I have written before about my love of the Kodak Brownie Hawkeye camera. It is a beautiful thing from a simple design point of view and it was a perfect snapshot camera considering the technology of the times, the 1950’s. The lens is a simple one piece meniscus. In the original cameras it was glass but in later models it became molded plastic. And since most pictures you got from the drug store or camera shop in those days were contact prints, this was enough.
In my post “Consider the Pencil” I looked at images I had taken on 120 film with the camera and showed how it was a useful photographic instrument. I returned to this subject in “How to be a Better Photographer” and again used examples taken with the Hawkeye. But all this time I have never stopped thinking about the meniscus lens and wondering just how good it really is. Is there a practical use for it in a photographer’s kit today?
Several months ago I found a Hawkeye at an antique market in a really good original Kodak box. The camera was in rough shape but the box was excellent and I wanted it. I bought them and put a really nice camera in the box and I was left with the shabby one. As the camera was in bad condition I felt this was the opportunity I had been waiting for. I took the lens out of it and found it was in great shape because it is protected on the outside by a flat glass plate and on the inside by the shutter. And this was the beginning of my simple investigation of the Brownie Hawkeye lens.
Mounting the Brownie Hawkeye Lens
The first thing to do was mount the lens on my Canon R. This is a wonderful camera for me because all of Canon’s equipment, from any age, can be adapted to it. Using my FD to EOS R adapter I was able to mount the R on the Canon Bellows FL. The bellows unit would give me the ability to focus the meniscus lens.
I began by mounting the lens in its plastic holder onto a piece of cardboard cut to fit on the front of the bellows unit, making sure to orient the lens the same as in the camera, concave side towards the film (or sensor, as the case may be).
A simple uncoated piece of glass will be prone to serious flare so I cut a long sun shade from a cardboard tube (core of a paper towl roll) . It worked becuse of the long focal length of the lens. This I glued on the cardboard lens mount.
Once the cardboard lens assembly was painted and dry, I taped it to the front of the FL Bellows using the plastic black electricians tape. Not very pretty but it served very well for our little test. The bellows gave me the ability to focus the lens, something that could not be done on the Brownie Hawkeye.
At full aperture this single element lens creates an image too soft and difuse to be of any use.
I created an iris to stop the lens down considerably. A crude affair to test the concept.
This is the same subject with the lens stopped down. All of the remaining pictures below use this method.
Using this setup is very easy. I knew the lens was around f/16 and so to have reasonable shutter speed I set the ISO to 400. The camera was set to aperture priority and it was left to pick the shutter speed. Focus peaking made focusing pretty straight forward. Out to the garden we went for our first tests.

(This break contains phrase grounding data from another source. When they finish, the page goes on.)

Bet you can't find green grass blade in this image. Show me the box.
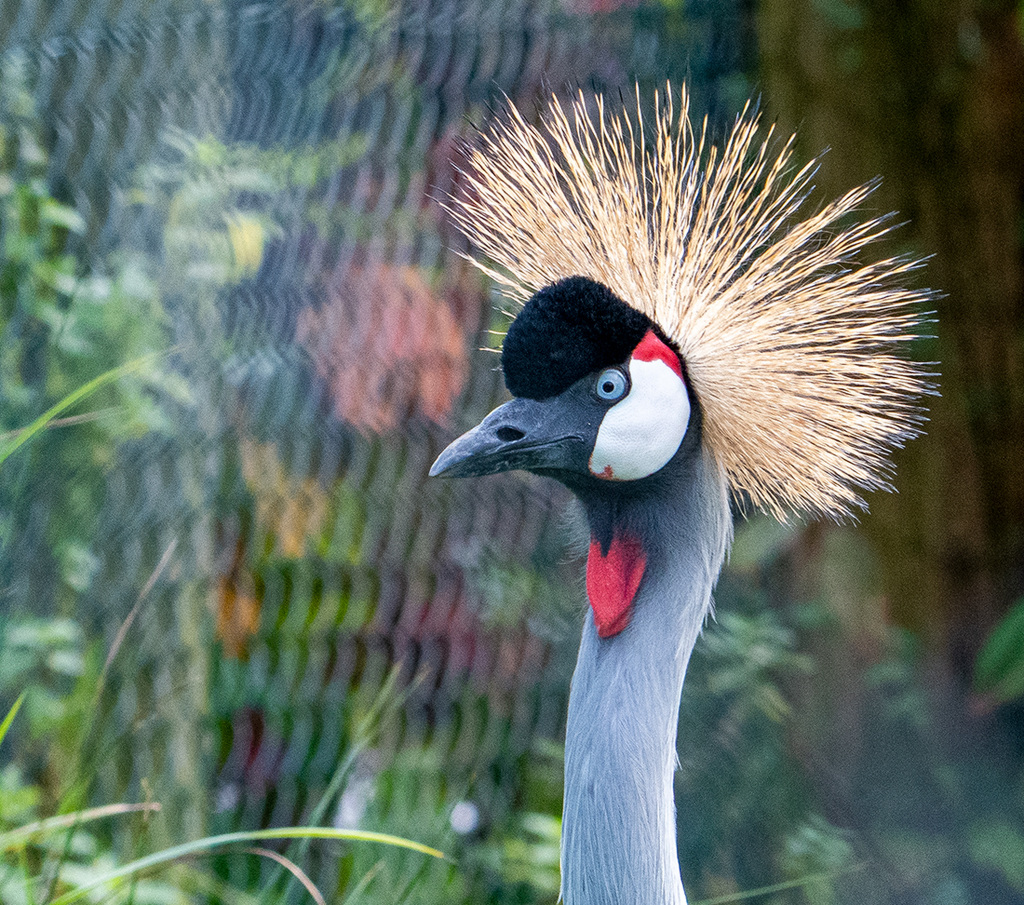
[0,693,25,751]
[0,802,161,852]
[0,352,163,469]
[47,827,446,905]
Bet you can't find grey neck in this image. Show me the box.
[560,448,732,905]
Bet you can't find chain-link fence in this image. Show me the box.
[0,1,755,902]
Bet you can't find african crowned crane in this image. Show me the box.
[431,86,931,905]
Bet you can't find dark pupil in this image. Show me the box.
[602,380,615,394]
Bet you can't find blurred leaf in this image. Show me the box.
[6,618,81,651]
[0,764,39,826]
[779,816,854,905]
[240,438,333,558]
[497,811,561,895]
[56,542,100,594]
[966,820,1024,891]
[811,0,864,31]
[224,211,268,277]
[32,257,78,295]
[973,597,1024,703]
[38,198,86,233]
[729,517,799,572]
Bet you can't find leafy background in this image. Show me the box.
[1,0,1023,903]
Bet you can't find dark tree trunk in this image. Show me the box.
[757,0,1024,679]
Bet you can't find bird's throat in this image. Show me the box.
[586,531,646,638]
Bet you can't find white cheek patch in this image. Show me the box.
[588,357,690,481]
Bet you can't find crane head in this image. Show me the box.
[429,275,694,492]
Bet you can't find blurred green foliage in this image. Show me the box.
[134,129,367,296]
[974,598,1024,705]
[0,51,173,605]
[0,619,186,905]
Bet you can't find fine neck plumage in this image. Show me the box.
[560,447,732,905]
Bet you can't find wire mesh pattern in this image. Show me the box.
[0,1,753,901]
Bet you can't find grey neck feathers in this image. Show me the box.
[560,448,732,905]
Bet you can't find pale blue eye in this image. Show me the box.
[595,368,629,402]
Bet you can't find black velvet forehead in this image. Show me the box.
[502,276,660,400]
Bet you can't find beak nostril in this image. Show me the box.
[496,426,526,443]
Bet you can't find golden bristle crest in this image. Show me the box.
[448,85,933,520]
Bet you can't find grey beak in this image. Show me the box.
[430,396,591,478]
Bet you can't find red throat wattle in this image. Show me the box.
[586,532,647,638]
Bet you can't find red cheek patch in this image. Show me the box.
[632,329,683,379]
[586,532,647,638]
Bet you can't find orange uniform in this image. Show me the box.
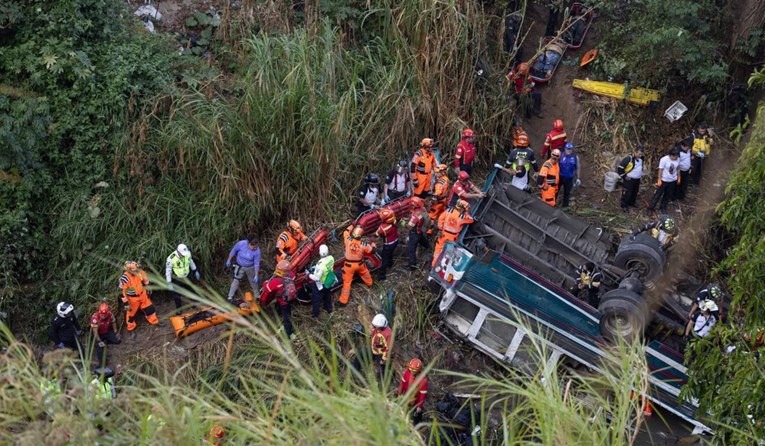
[339,226,375,305]
[427,174,450,234]
[411,148,436,197]
[275,229,307,263]
[432,207,475,267]
[118,268,159,331]
[538,159,560,206]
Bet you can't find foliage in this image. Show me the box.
[596,0,728,92]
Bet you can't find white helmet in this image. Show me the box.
[701,299,718,313]
[177,243,191,256]
[57,302,74,318]
[372,313,388,328]
[319,244,329,257]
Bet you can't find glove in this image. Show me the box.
[381,196,389,205]
[406,190,412,197]
[57,342,65,349]
[656,179,662,187]
[574,179,581,187]
[167,283,175,292]
[371,204,378,210]
[225,260,231,269]
[123,305,130,312]
[194,270,201,281]
[494,163,503,169]
[697,152,705,159]
[98,341,105,348]
[253,274,258,283]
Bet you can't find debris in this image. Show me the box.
[134,5,162,21]
[664,100,688,122]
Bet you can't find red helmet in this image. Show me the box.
[462,128,475,138]
[553,119,564,131]
[352,226,364,239]
[275,260,291,277]
[407,358,423,373]
[514,132,529,147]
[410,197,424,208]
[98,302,110,315]
[378,208,396,224]
[209,425,225,440]
[458,171,470,182]
[517,62,529,74]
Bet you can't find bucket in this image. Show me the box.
[603,171,620,192]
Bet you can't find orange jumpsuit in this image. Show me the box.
[411,148,436,197]
[427,174,450,234]
[275,229,307,263]
[432,207,475,267]
[118,270,159,331]
[339,226,374,305]
[538,159,560,206]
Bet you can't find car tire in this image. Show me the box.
[598,289,647,343]
[614,234,666,282]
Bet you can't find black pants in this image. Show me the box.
[311,283,333,318]
[571,286,600,308]
[372,353,388,382]
[690,156,703,185]
[94,331,121,366]
[407,232,430,268]
[516,91,542,117]
[388,190,407,201]
[459,164,473,176]
[411,407,424,425]
[675,169,690,200]
[170,276,198,310]
[648,180,677,213]
[278,303,294,337]
[559,177,574,207]
[357,203,372,218]
[620,177,640,209]
[379,241,399,280]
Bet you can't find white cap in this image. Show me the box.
[319,244,329,257]
[177,244,191,256]
[372,313,388,328]
[701,299,718,312]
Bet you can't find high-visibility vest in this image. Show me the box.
[90,376,116,400]
[316,256,334,284]
[168,252,191,278]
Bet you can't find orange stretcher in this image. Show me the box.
[170,291,259,338]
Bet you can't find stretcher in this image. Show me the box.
[353,196,416,236]
[170,292,259,338]
[295,250,383,304]
[530,38,567,84]
[572,79,661,106]
[561,3,594,49]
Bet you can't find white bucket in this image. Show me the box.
[603,171,620,192]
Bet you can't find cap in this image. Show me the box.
[177,244,191,256]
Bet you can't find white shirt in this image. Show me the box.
[388,173,408,193]
[693,313,716,337]
[678,150,692,171]
[505,158,530,190]
[658,155,679,182]
[626,157,643,180]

That was a shock. The images were all so soft as to be useless. This was puzzling as I knew this lens could take a decent picture. I double checked my setup and it was all good.

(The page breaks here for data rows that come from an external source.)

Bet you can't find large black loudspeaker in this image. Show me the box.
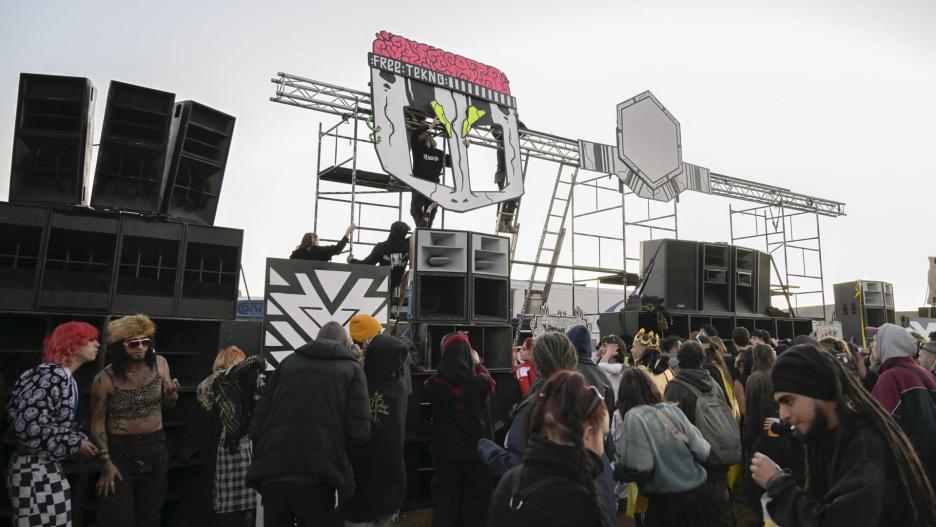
[162,101,235,225]
[701,243,732,312]
[112,217,183,317]
[0,202,50,310]
[639,239,699,311]
[178,224,242,319]
[470,233,510,323]
[733,247,756,314]
[834,280,896,343]
[412,230,469,323]
[91,81,176,213]
[9,73,95,206]
[756,251,771,314]
[38,211,119,311]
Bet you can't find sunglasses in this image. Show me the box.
[124,338,152,349]
[585,384,605,417]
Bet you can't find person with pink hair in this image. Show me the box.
[6,321,101,526]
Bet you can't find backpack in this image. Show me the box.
[672,377,741,465]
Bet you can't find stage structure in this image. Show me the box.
[270,31,846,320]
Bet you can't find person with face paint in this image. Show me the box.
[750,344,936,527]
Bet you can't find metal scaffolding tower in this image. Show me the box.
[271,72,845,316]
[729,202,828,318]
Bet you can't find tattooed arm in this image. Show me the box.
[91,370,122,497]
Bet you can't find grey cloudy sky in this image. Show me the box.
[1,0,933,311]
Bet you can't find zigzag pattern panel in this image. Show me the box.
[262,259,390,369]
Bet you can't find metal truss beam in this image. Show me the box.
[271,72,845,216]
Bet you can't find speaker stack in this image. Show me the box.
[638,238,772,314]
[410,229,513,370]
[2,73,243,319]
[834,280,896,343]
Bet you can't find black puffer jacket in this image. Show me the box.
[246,338,370,502]
[344,335,409,522]
[487,438,610,527]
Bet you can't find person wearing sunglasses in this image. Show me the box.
[90,314,180,527]
[488,371,613,527]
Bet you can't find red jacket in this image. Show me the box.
[871,356,936,485]
[513,360,537,398]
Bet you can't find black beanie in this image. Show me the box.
[770,344,837,401]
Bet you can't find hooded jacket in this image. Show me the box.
[567,326,615,415]
[870,323,936,485]
[246,338,370,501]
[664,367,727,427]
[349,221,410,290]
[344,334,409,522]
[614,403,710,494]
[424,333,495,465]
[487,438,610,527]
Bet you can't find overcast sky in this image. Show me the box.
[2,0,934,312]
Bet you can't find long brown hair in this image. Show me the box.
[616,367,663,417]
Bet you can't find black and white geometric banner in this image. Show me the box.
[262,258,390,369]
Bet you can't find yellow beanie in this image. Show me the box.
[349,314,382,343]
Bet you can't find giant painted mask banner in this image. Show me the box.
[368,31,523,212]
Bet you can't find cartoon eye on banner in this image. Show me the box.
[368,31,523,212]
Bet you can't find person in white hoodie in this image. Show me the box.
[597,334,630,400]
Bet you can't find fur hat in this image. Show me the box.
[107,314,156,344]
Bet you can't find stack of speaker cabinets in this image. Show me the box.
[639,238,773,315]
[410,229,513,370]
[833,280,896,343]
[1,73,243,527]
[0,202,243,319]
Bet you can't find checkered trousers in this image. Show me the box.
[214,431,258,513]
[5,453,71,526]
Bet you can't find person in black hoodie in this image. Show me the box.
[246,321,370,527]
[424,332,495,527]
[343,334,409,527]
[348,221,411,292]
[566,325,614,414]
[290,224,356,261]
[409,121,451,228]
[487,370,612,527]
[751,344,936,527]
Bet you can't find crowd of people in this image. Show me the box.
[4,311,936,527]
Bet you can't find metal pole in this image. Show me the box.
[729,204,734,245]
[570,169,576,311]
[815,209,827,320]
[350,103,359,253]
[780,200,792,311]
[314,121,323,233]
[673,199,679,240]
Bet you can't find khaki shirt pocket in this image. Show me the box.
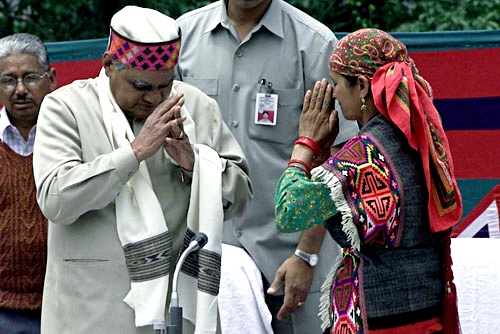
[182,76,219,97]
[249,87,303,145]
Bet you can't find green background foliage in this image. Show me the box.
[1,0,499,42]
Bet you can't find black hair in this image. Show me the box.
[342,75,358,87]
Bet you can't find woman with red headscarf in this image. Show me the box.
[275,29,462,334]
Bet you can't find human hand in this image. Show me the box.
[131,92,185,162]
[266,256,314,320]
[163,106,194,171]
[299,79,339,151]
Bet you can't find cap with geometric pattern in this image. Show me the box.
[107,6,181,71]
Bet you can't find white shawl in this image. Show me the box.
[97,69,222,332]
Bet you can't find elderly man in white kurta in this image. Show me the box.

I got one of my Hawkeyes off the shelf and examined it. The lens in the camera was stopped down to a diameter of 7/32nds of an inch which is considerably less than the diameter of the lens. So I then cut a piece of cardboard to cover the lens and punched a hole in it with a common paper punch: exactly 7/32nds!
Then, back out to the garden. The difference in the second round of images was quite striking: suddenly I had a usable lens.
Looking at the improved image you can see that the center is very decent and it degrades to the edges.
My test apparatus is pretty simple and somewhat fragile. But it held together for our tests here although, if I wanted to use it in the long term there would have to be improvements made.
The center portion of the image shows good detail with a pleasant degree of softness.
Once I had the test rig working the question became: Could this lens take real pictures? So, back to Susan’s garden again to see what I could find that would challenge me and my camera. Now, what is good photography is a subjective matter of taste but I found, for my taste, that this lens was excellent in certain things. If you were looking for soft dreamy pictures, it was pretty fine.
This image of daisies in the garden shows the strengths of this lens: good central focus, shallow depth of field, and excellent boket. What else do you want?
I have post processed the daisy image above in Photoshop but the color balance is as shot. You can see that only the center portion of the image has any real sharpness and even that is dreamy with a softness bordering on blurry. This is not a lens for every day use or for most situations. But it gives a pleasant effect to the flower above and I think it would be interesting for portraits. And these lenses are essentially free. There are old broken Brownie Hawkeye cameras at every swap meet and garage sale across the country that can be had for a few dollars.
I have an old FD 135mm lens that was submerged in water and then left to dry out without disassembly (I am not the guilty one!) and it is ruined. However, it has an FD mount on it that is in good shape. I am going to remount this lens using that FD mounting ring. I will use the tubes from the lens, some PVC pipe and lots of epoxy and create a proper FD lens out of this Hawkeye lens. It will become part of my kit.